As an essential component of key enzymes nitrogen is involved in crucial metabolic processes in plants and is tightly coupled with respiratory metabolism at multiple levels17,18,19,20,21. Furthermore, whole-plant respiration rates isometrically scale more consistently with total nitrogen content than with body mass22,23. Like nitrogen, phosphorus is a vital component of plants’ nucleic acids and many proteins, including enzymes involved in the respiratory release of energy contained in sugars and the regulation of numerous metabolic pathways24. Consequently, phosphorus is also considered to be a good predictor of metabolic rates in plants25,26,27 and it is required for all plant growth and development processes26,28,29. Thus, it seems reasonable to hypothesize that plants’ phosphorus contents are linked to their respiration rates through a scaling relationship similar to that observed for their nitrogen contents12,22,23,30. In the study presented here we tested this hypothesis through observations of 150 seedlings representing 30 herbaceous species and 20 deciduous woody species grown in either the laboratory or field. We measured phosphorus contents and respiration rates of the whole plants and their aboveground parts. In addition, to examine whether the hypothetical relationship (if present), is similar to that between nitrogen and respiration rates, we simultaneously measured the plants’ nitrogen contents.
Results
According to the pooled data for all seedlings of 50 plant species grown under greenhouse and field conditions (Table S1), the aboveground respiration rates scaled to the 0.81-power (95% CI =0.77–0.85, r2 = 0.923; P < 0.001) of the aboveground phosphorus content (Fig. 1a). Similar scaling relationships were also found for both functional groups (herbaceous and woody plants), under both greenhouse and field growth conditions (Table 1). The scaling exponent of whole-plant respiration rates to total phosphorus content (Fig. 1b) was also estimated to be 0.81 (95% CI = 0.77–0.83, r2 = 0.946; P < 0.001). Similar relationships between whole-plant respiration rates and phosphorus contents were also observed for both functional groups under both growth conditions (Table 1). Furthermore, the scaling relationships between nitrogen contents of both functional groups (either whole plants or their aboveground parts) under both growth conditions were very similar, with an estimated scaling exponent of ca. 0.82 (Fig. 1c,d; Table 2).
Discussion
Our measurements of 150 small laboratory- and field-grown plants of 50 species (Table S1) indicate that there is a very strong scaling relationship between plants’ respiration rates and their phosphorus contents, with a scaling exponent of 0.81 for both whole plants and their aboveground parts that is not affected by the growth conditions. Furthermore, an extremely similar scaling exponent (0.82) was found between their respiration rates and nitrogen contents.

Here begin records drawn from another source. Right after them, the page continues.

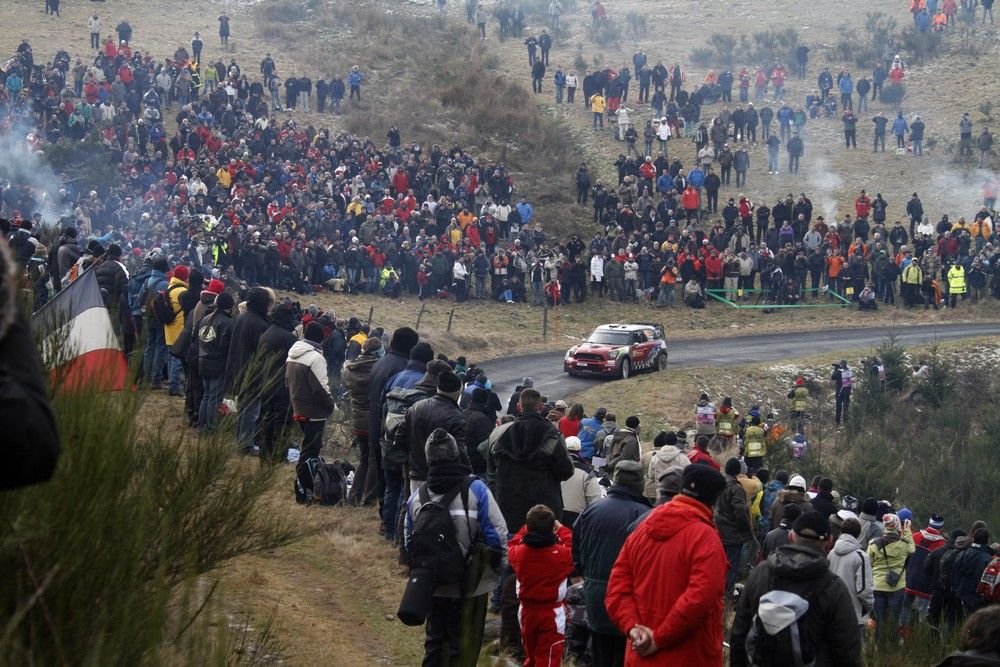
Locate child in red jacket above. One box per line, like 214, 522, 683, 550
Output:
507, 505, 573, 667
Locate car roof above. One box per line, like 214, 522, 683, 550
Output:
597, 323, 661, 331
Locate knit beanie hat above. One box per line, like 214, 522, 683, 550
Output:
792, 512, 830, 540
681, 463, 726, 507
424, 428, 459, 465
440, 368, 462, 394
410, 341, 434, 364
611, 460, 646, 495
202, 278, 226, 296
215, 292, 236, 310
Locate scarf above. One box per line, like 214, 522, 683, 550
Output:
427, 461, 472, 493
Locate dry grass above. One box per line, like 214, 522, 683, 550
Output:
290, 286, 997, 361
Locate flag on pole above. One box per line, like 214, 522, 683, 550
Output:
31, 270, 128, 391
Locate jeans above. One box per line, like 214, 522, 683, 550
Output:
236, 396, 261, 451
382, 463, 403, 542
872, 590, 904, 642
142, 319, 167, 383
423, 593, 487, 667
198, 377, 225, 431
167, 354, 184, 394
299, 419, 326, 460
722, 542, 746, 595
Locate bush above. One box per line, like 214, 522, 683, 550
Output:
0, 370, 296, 665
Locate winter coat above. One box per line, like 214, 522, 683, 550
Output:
162, 278, 187, 347
400, 394, 466, 482
285, 340, 334, 421
493, 412, 574, 531
605, 495, 726, 667
868, 530, 915, 593
826, 533, 875, 625
507, 526, 573, 610
341, 354, 379, 434
226, 289, 270, 396
195, 311, 233, 379
573, 485, 649, 635
732, 544, 861, 667
771, 489, 813, 526
715, 475, 753, 545
607, 427, 641, 472
642, 445, 691, 498
403, 479, 507, 599
559, 454, 604, 524
906, 527, 946, 598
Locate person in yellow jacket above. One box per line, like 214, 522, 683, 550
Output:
948, 262, 966, 308
163, 264, 190, 396
590, 91, 608, 130
969, 215, 993, 252
900, 252, 924, 308
788, 375, 809, 433
743, 415, 767, 475
868, 514, 916, 641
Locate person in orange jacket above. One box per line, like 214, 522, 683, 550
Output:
507, 505, 573, 667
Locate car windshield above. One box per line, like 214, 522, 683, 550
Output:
587, 330, 632, 345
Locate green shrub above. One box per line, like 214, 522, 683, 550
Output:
0, 374, 296, 665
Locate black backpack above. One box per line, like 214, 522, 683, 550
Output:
407, 477, 472, 586
150, 285, 184, 325
295, 457, 347, 505
746, 580, 825, 667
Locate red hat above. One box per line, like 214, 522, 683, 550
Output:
201, 278, 226, 296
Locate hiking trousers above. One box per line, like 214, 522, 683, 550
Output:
517, 603, 566, 667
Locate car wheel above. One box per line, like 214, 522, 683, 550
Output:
656, 352, 667, 371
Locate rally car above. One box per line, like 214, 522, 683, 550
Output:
563, 323, 667, 379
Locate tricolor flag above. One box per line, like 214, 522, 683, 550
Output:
31, 269, 128, 391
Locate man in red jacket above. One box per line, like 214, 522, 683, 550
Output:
605, 464, 726, 666
507, 505, 573, 667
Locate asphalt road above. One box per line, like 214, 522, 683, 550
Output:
483, 323, 1000, 400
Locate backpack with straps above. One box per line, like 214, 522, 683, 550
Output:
976, 556, 1000, 604
407, 477, 473, 586
149, 285, 184, 326
746, 587, 821, 667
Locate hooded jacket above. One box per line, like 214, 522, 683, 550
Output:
341, 354, 379, 435
573, 484, 649, 635
732, 544, 861, 667
826, 533, 875, 625
226, 287, 270, 396
643, 445, 691, 498
260, 309, 298, 400
729, 544, 861, 667
715, 475, 753, 544
195, 310, 233, 378
400, 394, 466, 482
0, 240, 59, 490
493, 412, 573, 533
605, 495, 726, 667
285, 340, 334, 421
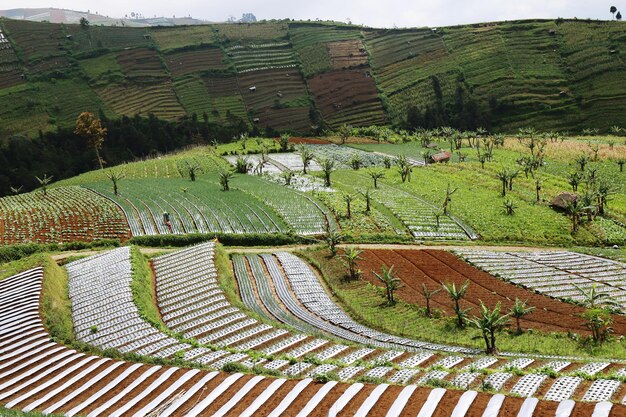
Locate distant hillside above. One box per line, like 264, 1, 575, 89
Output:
0, 7, 206, 27
0, 19, 626, 135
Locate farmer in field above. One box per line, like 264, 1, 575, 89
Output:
163, 211, 172, 233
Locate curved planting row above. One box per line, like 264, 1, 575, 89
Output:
0, 258, 625, 417
340, 173, 478, 240
457, 250, 626, 312
86, 180, 288, 236
0, 187, 130, 245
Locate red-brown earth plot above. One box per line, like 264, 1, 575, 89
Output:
309, 69, 385, 127
359, 250, 626, 334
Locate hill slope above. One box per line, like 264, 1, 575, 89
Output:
0, 19, 626, 135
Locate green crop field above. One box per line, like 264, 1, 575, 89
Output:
0, 19, 626, 134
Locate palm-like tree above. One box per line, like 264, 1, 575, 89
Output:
565, 198, 586, 233
342, 194, 354, 219
280, 168, 295, 185
219, 168, 234, 191
372, 265, 402, 305
106, 171, 126, 195
35, 174, 52, 195
509, 298, 535, 334
572, 284, 620, 309
422, 282, 441, 317
467, 301, 509, 355
300, 145, 315, 174
443, 281, 470, 328
341, 246, 363, 280
367, 169, 385, 188
317, 158, 335, 187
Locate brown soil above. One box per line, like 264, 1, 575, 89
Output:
309, 70, 385, 125
171, 372, 229, 415
91, 368, 167, 414
33, 362, 111, 409
4, 357, 92, 405
276, 381, 324, 416
132, 369, 204, 410
55, 363, 131, 414
81, 365, 150, 415
359, 249, 626, 334
498, 397, 524, 416
222, 379, 274, 417
328, 39, 368, 69
194, 374, 254, 417
337, 384, 376, 417
571, 402, 600, 417
368, 385, 404, 417
399, 387, 432, 417
433, 390, 464, 417
165, 48, 226, 77
533, 401, 559, 416
609, 404, 626, 417
465, 392, 492, 417
311, 384, 349, 417
245, 380, 300, 417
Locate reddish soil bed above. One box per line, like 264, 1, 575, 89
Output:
359, 250, 626, 334
328, 39, 367, 69
289, 138, 329, 145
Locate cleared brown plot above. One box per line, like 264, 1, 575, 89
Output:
237, 69, 307, 110
202, 75, 239, 97
28, 56, 72, 75
117, 48, 167, 77
328, 39, 367, 69
165, 48, 227, 77
309, 70, 385, 127
359, 250, 626, 334
96, 82, 185, 119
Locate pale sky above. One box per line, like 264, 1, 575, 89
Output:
0, 0, 626, 27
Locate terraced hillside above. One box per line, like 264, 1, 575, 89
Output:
0, 19, 626, 134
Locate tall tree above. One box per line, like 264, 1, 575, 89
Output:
468, 301, 509, 355
300, 145, 315, 174
74, 112, 107, 169
372, 265, 402, 305
443, 281, 470, 328
341, 246, 363, 280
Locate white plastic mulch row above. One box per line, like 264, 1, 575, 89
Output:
456, 250, 626, 309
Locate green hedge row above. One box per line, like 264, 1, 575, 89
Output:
130, 233, 312, 247
0, 239, 120, 263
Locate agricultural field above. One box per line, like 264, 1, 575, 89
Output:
64, 25, 154, 51
308, 70, 385, 128
226, 43, 297, 73
2, 19, 66, 63
328, 40, 368, 69
116, 48, 167, 77
165, 48, 228, 77
289, 24, 361, 78
150, 25, 216, 51
0, 18, 626, 417
96, 80, 185, 119
211, 21, 289, 44
87, 179, 287, 236
0, 187, 130, 245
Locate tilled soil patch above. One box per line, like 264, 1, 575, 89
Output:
359, 250, 626, 334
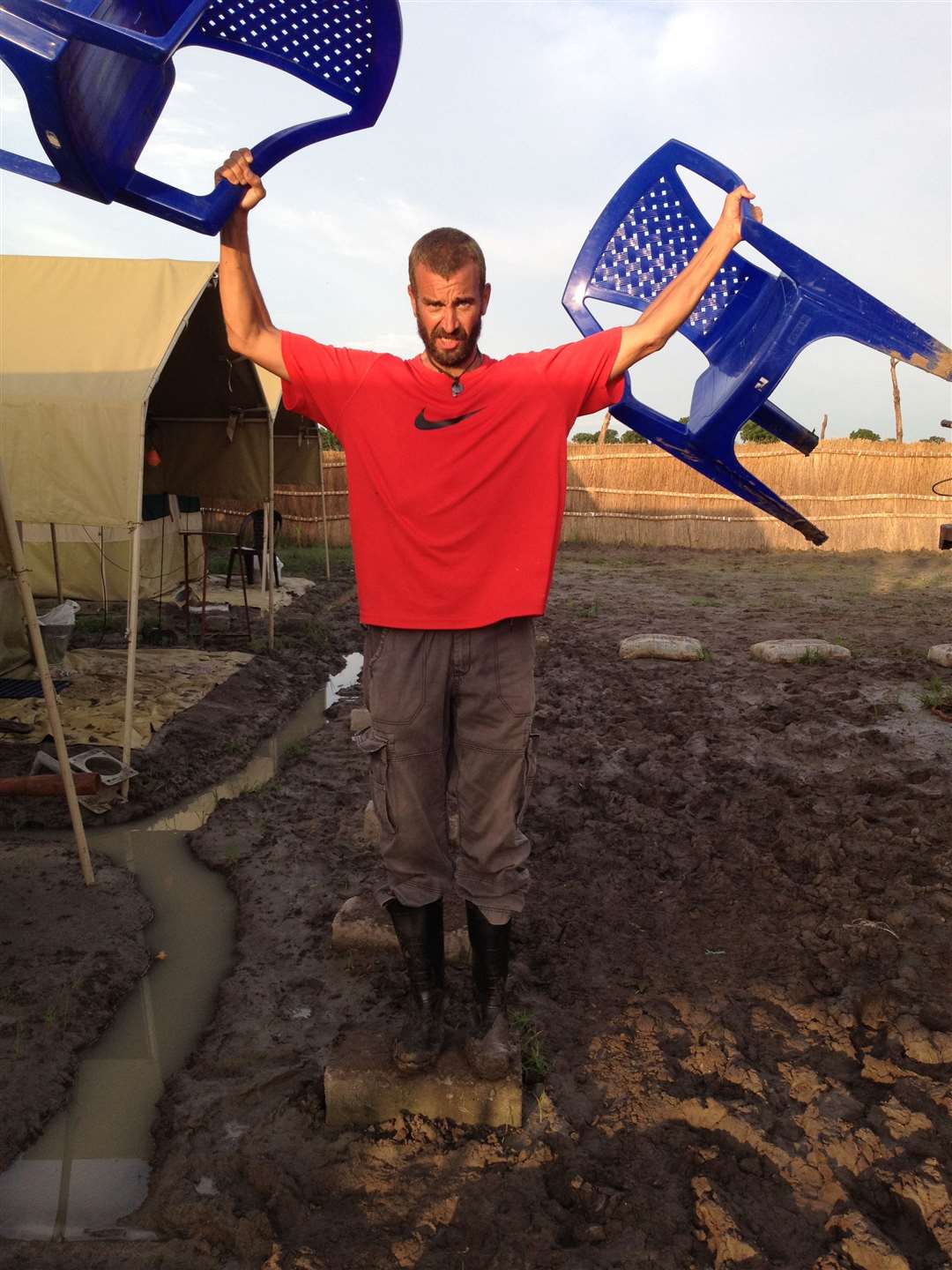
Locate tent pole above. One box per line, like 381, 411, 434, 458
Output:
122, 520, 142, 799
0, 461, 95, 886
317, 432, 330, 582
264, 413, 274, 653
122, 411, 148, 800
49, 520, 63, 603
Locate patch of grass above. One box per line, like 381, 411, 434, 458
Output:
919, 675, 952, 713
509, 1010, 552, 1085
282, 736, 311, 762
222, 842, 242, 865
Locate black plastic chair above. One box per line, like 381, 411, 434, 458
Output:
225, 507, 282, 591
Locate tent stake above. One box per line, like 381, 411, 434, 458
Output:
0, 462, 95, 886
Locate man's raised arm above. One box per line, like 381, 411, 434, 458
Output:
611, 185, 762, 378
214, 150, 288, 380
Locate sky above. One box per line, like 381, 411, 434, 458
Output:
0, 0, 952, 441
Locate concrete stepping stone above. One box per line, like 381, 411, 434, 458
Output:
350, 706, 370, 731
324, 1028, 522, 1129
330, 895, 470, 967
750, 639, 853, 666
618, 635, 704, 661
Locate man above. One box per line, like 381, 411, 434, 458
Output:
216, 150, 759, 1080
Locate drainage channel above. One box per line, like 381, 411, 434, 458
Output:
0, 653, 363, 1239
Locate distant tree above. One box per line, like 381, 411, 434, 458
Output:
740, 419, 777, 445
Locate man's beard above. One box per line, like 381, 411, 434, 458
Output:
416, 318, 482, 370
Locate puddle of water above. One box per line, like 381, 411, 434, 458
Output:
0, 653, 363, 1239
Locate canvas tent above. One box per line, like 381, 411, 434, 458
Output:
0, 257, 317, 761
0, 459, 95, 886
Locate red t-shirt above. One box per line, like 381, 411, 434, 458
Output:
282, 329, 623, 630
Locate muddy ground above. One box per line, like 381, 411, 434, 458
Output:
0, 548, 952, 1270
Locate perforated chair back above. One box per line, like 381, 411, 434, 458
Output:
0, 0, 400, 234
562, 141, 952, 543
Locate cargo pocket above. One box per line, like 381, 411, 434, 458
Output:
493, 617, 536, 719
516, 731, 539, 826
354, 728, 396, 833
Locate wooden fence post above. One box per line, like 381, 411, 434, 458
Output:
889, 357, 903, 444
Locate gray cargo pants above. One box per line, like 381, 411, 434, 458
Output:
355, 617, 536, 924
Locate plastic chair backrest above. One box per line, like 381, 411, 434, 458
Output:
0, 0, 400, 234
562, 141, 952, 543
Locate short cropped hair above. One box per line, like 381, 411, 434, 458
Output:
410, 226, 487, 291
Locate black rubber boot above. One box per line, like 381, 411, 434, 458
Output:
465, 900, 516, 1080
386, 900, 443, 1072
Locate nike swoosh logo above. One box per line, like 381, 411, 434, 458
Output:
413, 407, 482, 432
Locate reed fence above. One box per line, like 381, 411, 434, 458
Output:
203, 441, 952, 551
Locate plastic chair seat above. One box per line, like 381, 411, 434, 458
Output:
225, 507, 283, 591
562, 141, 952, 545
0, 0, 400, 234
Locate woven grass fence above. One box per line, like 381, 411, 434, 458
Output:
562, 441, 952, 551
202, 462, 350, 554
203, 441, 952, 551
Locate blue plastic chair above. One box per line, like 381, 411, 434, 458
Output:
0, 0, 400, 234
562, 141, 952, 545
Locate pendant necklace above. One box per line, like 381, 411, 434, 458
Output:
427, 348, 482, 396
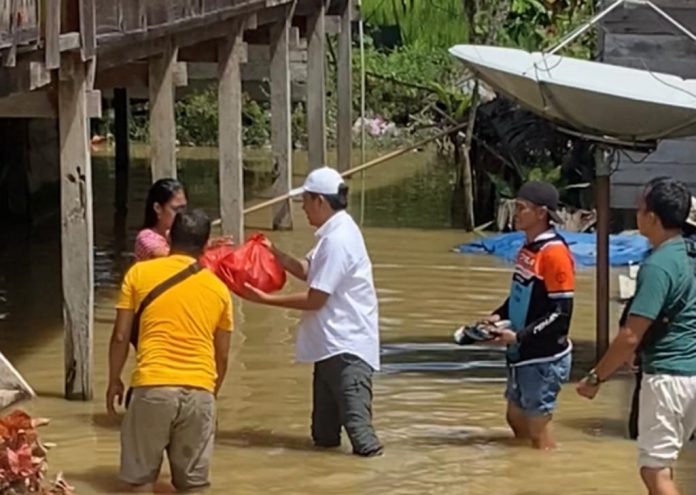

As elements that play numerous vital structural and functional roles in plants, phosphorus and nitrogen are likely to have similar uptake, transport and allocation mechanisms for the following reasons. Both are mainly absorbed from the soil through root hairs31,32 and their further movements depend upon transport through cell membranes33. Both phosphorus and nitrogen are similarly unloaded into xylem vessels and transported upwards to the youngest leaves and other parts of the plant33,34,35. Their lateral movements in the vascular system are also similar36,37. For example, both can readily move from xylem to phloem. These observations regarding transport mechanisms suggest that both phosphorus andnitrogen contents may be constrained by the vascular distribution networks and thus have similar scaling relationships to respiration rates.
The scaling exponents for the respiration rate to nitrogen content relationships of plants we obtained differ from the 1.0-power obtained in a previous study22. However, in the cited study the biomass of the examined plants ranged from 0.01 to 1000 g while the biomass of our samples ranged from 0.1 to 200 g. Moreover, an estimated scaling exponent significantly exceeding 1.0 for the whole-plant respiration rate to total nitrogen content relationship was obtained in another study12, based on a set of samples with biomass ranging from 0.001 to 1 g. Thus, variations in the scaling exponent of respiration rates to nitrogen content may be at least partly due to variations in biomass ranges of the sampled plants. In addition, there may be considerable differences in scaling exponents between evergreen plants (which were not included in our study) and deciduous plants, because the former retain their leaves for many years and may accumulate increasing amounts of nitrogen and phosphorus, while leaves of the latter wither and are renewed annually. However, theoretical modelling indicates that the exponent of the relationship between respiration and biomass probably approaches 1.0 in small seedlings (body size < 1 g), but shifts to around 0.75 as plant biomass increases to 100 g11. The scaling exponent (0.82) of respiration to nitrogen estimated in our study based on a set of samples between 0.1 to 200 g seems to be consistent with such predictions. These findings suggest that a universal isometric relationship between whole-plant respiration rates and nitrogen content should be rejected22, but support the hypothesis that scaling relationships vary, depending on the biomasses of the examined plants8. In addition, the scaling relationship between respiration rates and phosphorus contents may vary similarly, as we discovered very similar allometric scaling relationships between respiration rates and both phosphorus and nitrogen.
Materials and Methods
Study sites
The study involved measurements of 150 plants representing 50 species of two functional groups (herbaceous and deciduous woody species; Table S1), some grown in a greenhouse at Lanzhou University’s Yuzhong Experimental Station and others collected from the field at a site on Cuiying Mountain (35.946 N, 104.137 E; Gansu Province, China), also owned by Lanzhou University.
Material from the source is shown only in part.